Thursday, February 14, 2013

Reaction to Pope Benedict's resignation

This blog is very interested in ecclesiology, so I'd be remiss If I didn't note the big news out of the Vatican this week. The Pope's surprising announcement that he'd be stepping down sent shock waves thru the Roman Catholic Church as well as the wider Christian community. Actually, it's more proper to call this an abdication rather than a resignation. After all, Popes aren't supposed to resign! This is supposed to be a divinely conferred lifetime office more like a king or queen than a CEO. Or is it?

If I was a Catholic Christian I'd have some concerns about what Benedict XVI's decision says about the nature of the office. Ross Douthat -- who is Catholic -- expresses those concerns. He writes:

There is great symbolic significance in the fact that popes die rather than resign: It’s a reminder that the pontiff is supposed to be a spiritual father more than a chief executive (presidents leave office, but your parents are your parents till they die), a sign of absolute papal surrender to the divine will (after all, if God wants a new pope, He’ll get one), and a illustration of the theological point that the church is still supposed to be the church even when its human leadership isn’t at fighting trim, whether physically or intellectually or (for that matter) morally.
This last point is underplayed, but supremely important. Catholicism’s resilience has always depended both on the power of the pontiff to sustain unity and safeguard doctrine and on the power of the Catholic faith itself to survive leaders who are wrongheaded, incompetent, senile or corrupt. (There’s a reason why relatively few popes have been canonized, and why Catholics wear their faith’s ability to recover from the Borgias as a badge of honor.) And if papal resignations became commonplace and expected, I worry that they might end up burdening the papacy with a weight it cannot bear — encouraging Catholics to lay far too much stress on the human qualities of the see of Peter’s occupant, and encouraging the world at large to judge the faith’s truth claims on whether the Vatican seemed to be running smoothly, and whether the pope’s approval ratings were robust.

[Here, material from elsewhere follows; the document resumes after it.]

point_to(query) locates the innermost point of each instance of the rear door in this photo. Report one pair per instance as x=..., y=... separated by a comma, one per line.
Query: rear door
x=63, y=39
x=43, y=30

To be fair Douthat sees some possible benefits coming out of this, but I think he astutely sees how this "resignation" opens the door to some difficult questions about the papacy. Coincidentally, I'll be leading a discussion on Sunday about the article in The Apostles' Creed that states: "I believe in the holy catholic Church." This is an article of faith held in common by Catholics and Protestants, but I suspect if we drill down we'll discover some significant differences in how we define "the holy catholic Church" and those differences would revolve around the office that will soon have a new face.

Like the evangelical leaders quoted in this round-up of reactions I'm thankful for this Pope's steadfast stand on issues that all Christians should care deeply about, and I pray for the day when the spiritual unity of the one holy catholic  and apostolic church will be made more visible than it is now.